„Völker hört die Signale“ aus Kanada - Justin Trudeau erreichte die absolute Mehrheit mit Steuererhöhungen für Reiche

Veröffentlicht von: Dieter Neumann
Veröffentlicht am: 23.10.2015 07:29
Rubrik: Recht & Politik


Bild: Agenda 2011-2012
(Presseportal openBroadcast) - (Agenda News) Zum ersten Mal in der Geschichte stehen Steuererhöhungen für einen deutlichen, überraschenden Wahlsieg. Trudeau stimmt nicht das alte Kampflied der sozialistischen Arbeiterbewegung an, sondern will Kanada über Steuererhöhungen für Reiche und hohen Investitionen in die Infrastruktur sanieren. Damit stellt er sich gegen Konservative im eignen Land und gegen konservative Kräfte und Regierungen in anderen Demokratien.

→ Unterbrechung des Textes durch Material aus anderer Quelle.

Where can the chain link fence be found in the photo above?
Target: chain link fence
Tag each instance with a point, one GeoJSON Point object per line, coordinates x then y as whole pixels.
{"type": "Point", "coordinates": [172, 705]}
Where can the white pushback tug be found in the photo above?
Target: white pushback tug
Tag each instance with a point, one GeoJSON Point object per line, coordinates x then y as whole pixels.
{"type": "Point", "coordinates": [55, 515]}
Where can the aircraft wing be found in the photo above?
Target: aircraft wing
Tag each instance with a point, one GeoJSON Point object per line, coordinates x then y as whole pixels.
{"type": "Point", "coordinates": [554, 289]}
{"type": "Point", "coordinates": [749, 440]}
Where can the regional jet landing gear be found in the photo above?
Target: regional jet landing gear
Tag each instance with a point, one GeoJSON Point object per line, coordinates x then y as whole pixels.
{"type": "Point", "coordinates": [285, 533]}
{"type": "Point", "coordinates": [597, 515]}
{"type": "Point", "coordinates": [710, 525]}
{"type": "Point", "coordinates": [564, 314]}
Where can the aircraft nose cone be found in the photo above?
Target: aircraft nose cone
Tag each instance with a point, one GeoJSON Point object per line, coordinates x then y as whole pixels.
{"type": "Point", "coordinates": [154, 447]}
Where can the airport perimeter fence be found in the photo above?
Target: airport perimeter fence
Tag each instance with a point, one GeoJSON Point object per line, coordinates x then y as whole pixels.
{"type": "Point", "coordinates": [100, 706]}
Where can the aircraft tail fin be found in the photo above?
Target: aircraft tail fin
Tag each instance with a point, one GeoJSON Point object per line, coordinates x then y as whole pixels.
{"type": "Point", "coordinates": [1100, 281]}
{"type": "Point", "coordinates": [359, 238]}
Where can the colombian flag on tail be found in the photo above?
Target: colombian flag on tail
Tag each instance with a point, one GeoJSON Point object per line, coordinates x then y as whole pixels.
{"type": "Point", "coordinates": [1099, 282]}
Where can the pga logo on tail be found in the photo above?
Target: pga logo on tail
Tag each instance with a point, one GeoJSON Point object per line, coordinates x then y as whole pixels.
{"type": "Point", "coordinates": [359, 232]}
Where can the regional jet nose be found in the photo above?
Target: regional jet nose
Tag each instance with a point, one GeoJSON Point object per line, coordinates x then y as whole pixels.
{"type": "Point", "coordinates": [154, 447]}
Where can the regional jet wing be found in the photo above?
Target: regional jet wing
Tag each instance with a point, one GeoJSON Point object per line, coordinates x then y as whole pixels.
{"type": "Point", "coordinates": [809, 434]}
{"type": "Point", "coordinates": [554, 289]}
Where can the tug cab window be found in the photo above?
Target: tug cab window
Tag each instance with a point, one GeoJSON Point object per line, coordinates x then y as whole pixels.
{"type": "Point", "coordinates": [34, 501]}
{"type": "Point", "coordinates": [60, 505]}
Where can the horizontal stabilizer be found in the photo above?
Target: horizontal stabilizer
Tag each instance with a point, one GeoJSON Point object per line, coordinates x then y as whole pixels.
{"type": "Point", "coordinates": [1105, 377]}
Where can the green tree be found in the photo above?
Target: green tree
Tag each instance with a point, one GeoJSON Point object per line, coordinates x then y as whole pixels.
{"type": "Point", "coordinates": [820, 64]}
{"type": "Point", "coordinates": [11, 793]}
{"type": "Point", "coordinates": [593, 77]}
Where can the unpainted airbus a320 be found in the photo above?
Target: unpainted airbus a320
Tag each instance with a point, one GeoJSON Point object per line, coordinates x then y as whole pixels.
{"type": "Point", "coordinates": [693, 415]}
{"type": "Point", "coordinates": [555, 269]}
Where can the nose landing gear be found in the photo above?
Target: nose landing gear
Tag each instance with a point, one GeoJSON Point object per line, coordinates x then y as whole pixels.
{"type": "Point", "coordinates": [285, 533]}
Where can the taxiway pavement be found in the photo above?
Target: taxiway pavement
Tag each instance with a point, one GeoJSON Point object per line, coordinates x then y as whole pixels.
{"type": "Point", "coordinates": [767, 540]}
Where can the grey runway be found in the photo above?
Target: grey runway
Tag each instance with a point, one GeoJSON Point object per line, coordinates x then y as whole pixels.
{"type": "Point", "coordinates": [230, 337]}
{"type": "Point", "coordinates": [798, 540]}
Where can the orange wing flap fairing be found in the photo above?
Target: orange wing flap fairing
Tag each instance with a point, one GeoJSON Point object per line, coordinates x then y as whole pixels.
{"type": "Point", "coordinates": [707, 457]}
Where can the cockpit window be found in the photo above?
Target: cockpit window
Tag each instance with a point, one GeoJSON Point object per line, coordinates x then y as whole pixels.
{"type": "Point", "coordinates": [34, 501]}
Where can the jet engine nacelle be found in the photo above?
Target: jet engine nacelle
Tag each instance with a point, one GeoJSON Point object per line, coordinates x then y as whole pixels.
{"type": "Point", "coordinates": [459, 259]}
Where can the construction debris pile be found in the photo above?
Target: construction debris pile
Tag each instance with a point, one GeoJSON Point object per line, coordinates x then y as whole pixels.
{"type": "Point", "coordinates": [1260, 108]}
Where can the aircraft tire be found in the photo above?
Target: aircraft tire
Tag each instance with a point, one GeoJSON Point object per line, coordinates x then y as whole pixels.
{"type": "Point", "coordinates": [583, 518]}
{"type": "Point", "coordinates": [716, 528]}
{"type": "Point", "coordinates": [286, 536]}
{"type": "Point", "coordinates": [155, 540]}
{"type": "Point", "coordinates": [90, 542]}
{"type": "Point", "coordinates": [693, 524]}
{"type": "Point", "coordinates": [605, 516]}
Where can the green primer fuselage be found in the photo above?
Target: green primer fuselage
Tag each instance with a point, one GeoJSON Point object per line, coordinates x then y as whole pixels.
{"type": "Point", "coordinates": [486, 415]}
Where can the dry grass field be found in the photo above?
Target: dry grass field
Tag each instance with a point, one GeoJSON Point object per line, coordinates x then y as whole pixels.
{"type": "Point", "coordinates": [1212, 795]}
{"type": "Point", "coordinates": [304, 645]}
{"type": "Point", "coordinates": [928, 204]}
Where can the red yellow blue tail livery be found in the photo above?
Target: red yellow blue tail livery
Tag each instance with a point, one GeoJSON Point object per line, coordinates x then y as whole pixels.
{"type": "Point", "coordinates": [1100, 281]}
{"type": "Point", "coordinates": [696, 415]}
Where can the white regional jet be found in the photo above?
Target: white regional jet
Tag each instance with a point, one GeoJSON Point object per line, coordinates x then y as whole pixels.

Trudeau läutet eine neue Phase von einer demokratisch ausgerichteten Staats-Finanzierung ein, die in dieser Form neu ist. Er stellt sich damit vorläufig gegen Staats- und Regierungschefs, die mit Steuererhöhungen liebäugeln, sie aber nicht gegen die Macht von Reichen, Lobbys, Unternehmerverbänden und Medien durchsetzen können. Sigmar Gabriel forderte vor der letzten Bundestagswahl höhere Steuern für Besserverdiener, wovon er nach der Wahl nichts mehr wissen wollte.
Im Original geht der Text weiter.